Nous connaissons tous l’importance et le caractère sacré de la parole en Afrique. Quelque soit ce qu’on nous chante en boucle tous les jours sur l’émergence, tant que les paroles, les actions ne suivent pas, ça reste des chants. Et même si on persiste à chanter, la réalité de la parole s’imposera et il faudra rendre compte un jour. Donald Kaberuka l’a bien dit. L’émergence ne se décrète pas. Il est le fruit d’un long labeur. Même les chanteurs savent que c’est la parole qui fait l’Atalaku. Et ils le font sans bégayer.
Le bégaiement est peut être inné. Le comportement d’un dirigeant ou élu camerounais lambda fier de l’être, aussi. Cependant il y en a qui font des efforts pour que leur bégaiement s’accentue. Ils ne posent aucune action concrète, ils se réfugient dans les chants.
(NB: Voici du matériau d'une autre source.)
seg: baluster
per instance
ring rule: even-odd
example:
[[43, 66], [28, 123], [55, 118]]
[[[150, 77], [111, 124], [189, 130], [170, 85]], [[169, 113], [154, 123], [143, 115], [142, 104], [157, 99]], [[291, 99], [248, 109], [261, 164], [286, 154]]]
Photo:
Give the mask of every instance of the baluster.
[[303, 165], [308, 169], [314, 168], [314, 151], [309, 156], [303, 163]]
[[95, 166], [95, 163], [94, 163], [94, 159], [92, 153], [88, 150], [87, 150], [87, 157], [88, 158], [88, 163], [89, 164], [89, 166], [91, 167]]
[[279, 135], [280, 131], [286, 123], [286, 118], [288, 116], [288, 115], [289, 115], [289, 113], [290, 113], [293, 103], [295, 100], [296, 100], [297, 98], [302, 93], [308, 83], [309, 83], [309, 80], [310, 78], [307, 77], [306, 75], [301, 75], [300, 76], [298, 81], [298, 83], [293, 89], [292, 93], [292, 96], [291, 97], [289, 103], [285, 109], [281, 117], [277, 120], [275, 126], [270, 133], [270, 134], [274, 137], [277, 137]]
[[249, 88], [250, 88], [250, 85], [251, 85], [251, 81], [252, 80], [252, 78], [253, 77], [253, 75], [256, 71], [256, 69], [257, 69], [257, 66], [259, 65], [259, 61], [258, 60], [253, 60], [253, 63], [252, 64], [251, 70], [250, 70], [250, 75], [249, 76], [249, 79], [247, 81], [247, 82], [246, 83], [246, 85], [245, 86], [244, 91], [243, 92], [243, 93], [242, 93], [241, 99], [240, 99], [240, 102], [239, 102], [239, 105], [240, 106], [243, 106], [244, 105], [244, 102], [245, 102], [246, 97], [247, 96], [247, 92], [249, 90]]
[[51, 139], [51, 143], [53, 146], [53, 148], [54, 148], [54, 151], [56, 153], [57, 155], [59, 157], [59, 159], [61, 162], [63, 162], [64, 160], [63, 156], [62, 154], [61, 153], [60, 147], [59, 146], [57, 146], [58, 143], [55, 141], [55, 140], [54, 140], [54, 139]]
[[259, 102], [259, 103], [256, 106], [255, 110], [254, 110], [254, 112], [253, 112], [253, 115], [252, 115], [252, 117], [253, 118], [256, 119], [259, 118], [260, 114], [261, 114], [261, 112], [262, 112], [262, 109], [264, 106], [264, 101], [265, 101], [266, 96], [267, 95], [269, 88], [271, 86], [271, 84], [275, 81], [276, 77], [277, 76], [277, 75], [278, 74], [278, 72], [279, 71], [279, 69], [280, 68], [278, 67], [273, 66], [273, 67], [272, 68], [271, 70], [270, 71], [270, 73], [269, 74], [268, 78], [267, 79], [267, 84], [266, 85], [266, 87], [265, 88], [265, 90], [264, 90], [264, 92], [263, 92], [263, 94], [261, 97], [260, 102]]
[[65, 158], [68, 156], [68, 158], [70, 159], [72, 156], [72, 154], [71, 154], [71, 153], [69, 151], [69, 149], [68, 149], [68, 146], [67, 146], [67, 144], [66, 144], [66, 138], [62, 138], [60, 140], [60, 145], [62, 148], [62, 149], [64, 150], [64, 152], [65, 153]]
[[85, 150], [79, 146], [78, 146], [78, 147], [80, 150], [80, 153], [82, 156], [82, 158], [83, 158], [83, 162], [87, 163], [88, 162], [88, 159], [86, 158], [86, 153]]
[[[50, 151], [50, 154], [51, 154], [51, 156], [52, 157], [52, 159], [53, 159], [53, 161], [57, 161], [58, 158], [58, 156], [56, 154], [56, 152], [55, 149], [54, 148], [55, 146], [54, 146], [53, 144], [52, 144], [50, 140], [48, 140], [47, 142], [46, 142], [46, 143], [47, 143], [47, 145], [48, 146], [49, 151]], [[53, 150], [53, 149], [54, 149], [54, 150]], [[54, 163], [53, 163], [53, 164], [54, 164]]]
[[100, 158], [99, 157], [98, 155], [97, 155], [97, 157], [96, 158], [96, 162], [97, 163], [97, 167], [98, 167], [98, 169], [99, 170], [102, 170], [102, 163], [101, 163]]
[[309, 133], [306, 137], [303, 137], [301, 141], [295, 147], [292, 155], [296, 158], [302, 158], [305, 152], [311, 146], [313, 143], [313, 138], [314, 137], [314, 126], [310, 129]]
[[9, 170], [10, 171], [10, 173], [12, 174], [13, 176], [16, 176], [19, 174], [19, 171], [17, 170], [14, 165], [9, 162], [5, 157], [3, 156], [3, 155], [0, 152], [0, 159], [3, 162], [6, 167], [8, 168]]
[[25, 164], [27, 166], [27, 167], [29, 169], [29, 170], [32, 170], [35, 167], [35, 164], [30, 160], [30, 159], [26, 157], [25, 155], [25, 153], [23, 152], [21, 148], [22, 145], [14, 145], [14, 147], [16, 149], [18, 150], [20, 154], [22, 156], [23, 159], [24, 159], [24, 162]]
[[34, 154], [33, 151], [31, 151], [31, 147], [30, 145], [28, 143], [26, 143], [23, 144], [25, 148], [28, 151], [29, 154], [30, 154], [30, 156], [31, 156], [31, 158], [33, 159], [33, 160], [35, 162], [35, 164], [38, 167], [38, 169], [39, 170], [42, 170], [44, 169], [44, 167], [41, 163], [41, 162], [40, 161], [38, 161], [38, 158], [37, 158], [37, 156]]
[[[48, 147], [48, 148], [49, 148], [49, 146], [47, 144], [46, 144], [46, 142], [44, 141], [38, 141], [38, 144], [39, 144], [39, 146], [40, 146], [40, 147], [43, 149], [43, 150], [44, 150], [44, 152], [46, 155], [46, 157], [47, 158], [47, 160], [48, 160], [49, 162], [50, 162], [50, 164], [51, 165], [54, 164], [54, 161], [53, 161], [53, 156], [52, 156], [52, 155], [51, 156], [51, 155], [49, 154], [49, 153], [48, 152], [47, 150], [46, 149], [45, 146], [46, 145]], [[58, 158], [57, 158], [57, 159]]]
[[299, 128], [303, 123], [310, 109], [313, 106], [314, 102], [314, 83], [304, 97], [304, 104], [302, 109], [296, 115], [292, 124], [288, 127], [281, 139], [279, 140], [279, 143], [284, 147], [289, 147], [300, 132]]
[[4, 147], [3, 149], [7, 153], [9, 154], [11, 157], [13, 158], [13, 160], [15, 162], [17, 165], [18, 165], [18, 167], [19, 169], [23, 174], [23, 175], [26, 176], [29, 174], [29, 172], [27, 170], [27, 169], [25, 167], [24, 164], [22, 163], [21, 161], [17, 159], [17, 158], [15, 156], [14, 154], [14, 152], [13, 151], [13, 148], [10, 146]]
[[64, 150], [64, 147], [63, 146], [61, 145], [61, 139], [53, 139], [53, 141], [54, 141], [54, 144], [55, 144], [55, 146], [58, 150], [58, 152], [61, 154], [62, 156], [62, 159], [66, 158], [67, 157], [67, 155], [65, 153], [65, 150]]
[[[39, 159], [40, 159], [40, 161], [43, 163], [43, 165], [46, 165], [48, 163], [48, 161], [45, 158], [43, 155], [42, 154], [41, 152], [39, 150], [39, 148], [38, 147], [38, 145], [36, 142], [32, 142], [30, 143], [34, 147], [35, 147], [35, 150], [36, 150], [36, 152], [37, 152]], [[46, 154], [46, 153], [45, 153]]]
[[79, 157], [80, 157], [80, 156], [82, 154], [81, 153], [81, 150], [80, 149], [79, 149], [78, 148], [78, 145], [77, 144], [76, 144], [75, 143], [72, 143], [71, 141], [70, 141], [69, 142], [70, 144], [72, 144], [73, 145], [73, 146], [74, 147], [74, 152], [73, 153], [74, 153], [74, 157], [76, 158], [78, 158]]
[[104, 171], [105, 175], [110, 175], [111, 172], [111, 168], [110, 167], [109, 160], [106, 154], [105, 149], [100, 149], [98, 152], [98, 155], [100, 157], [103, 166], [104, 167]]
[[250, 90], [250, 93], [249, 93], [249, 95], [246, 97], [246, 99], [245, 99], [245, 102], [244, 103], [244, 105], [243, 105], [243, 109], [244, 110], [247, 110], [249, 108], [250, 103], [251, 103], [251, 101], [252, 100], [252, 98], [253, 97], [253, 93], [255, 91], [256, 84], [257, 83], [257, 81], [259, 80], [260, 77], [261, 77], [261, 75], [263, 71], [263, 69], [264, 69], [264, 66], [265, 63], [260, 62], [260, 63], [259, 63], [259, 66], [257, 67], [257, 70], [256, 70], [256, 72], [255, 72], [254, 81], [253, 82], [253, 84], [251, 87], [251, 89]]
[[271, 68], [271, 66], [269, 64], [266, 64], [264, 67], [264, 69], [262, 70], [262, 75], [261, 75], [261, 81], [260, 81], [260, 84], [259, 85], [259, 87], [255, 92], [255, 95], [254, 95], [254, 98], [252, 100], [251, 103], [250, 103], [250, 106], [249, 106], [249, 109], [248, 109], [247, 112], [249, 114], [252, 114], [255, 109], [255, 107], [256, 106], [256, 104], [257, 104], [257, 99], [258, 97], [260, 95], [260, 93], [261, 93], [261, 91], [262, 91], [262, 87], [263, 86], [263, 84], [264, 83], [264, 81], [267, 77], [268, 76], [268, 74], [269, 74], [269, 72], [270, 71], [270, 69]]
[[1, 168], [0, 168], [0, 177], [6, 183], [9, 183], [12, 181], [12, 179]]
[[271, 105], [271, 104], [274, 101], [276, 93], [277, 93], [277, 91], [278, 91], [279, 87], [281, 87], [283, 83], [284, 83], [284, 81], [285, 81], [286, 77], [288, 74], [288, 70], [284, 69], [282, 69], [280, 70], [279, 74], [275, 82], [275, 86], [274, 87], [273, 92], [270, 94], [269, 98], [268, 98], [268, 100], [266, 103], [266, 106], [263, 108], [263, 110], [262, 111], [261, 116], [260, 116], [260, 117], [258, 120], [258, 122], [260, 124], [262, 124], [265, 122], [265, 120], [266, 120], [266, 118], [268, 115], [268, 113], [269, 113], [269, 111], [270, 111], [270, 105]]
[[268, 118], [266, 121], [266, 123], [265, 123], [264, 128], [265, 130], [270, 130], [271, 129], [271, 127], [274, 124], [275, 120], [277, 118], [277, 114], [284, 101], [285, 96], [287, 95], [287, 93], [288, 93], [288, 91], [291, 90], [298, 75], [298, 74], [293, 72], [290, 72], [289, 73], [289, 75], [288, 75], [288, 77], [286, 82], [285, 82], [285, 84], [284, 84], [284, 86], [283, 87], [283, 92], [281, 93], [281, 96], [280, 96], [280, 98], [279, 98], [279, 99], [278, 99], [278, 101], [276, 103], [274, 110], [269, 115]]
L’éducation de base comme solution
Quelles solutions ? Faut-il toujours boire de l’eau dans la coquille de l’escargot ? Pour moi, cela ne résout pas les difficultés. Il faut confier le soin du bégaiement au ministère de l’éducation nationale. En fait, au cours de le journée consacrée au bégaiement le 22 octobre dernier, un enseignant faisait savoir à la CRTV* que certaines études et des résultats obtenus par des instituteurs montrent que lorsqu’un enfant bègue est bien tenu à la base, il parvient à surmonter toutes ces difficultés. Le Cameroun a 50 ans. Est-ce que cela vaut aussi pour les quinquagénaires ? Je pense que la solution peut être vue autrement. On doit commencer à former les citoyens de l’émergence à l’émergence dès maintenant, afin qu’ils surpassent leur bégaiement et ne s’expriment plus seulement à travers les chants.
Parler de bégaiement social, économique ou politique me permet tout simplement de présenter une réalité et non stigmatiser tous les bègues.
Dschang le 17 novembre 2014.
Marius M. FONKOU
*Cameroun-Radio Télévision, chaine nationale camerounaise.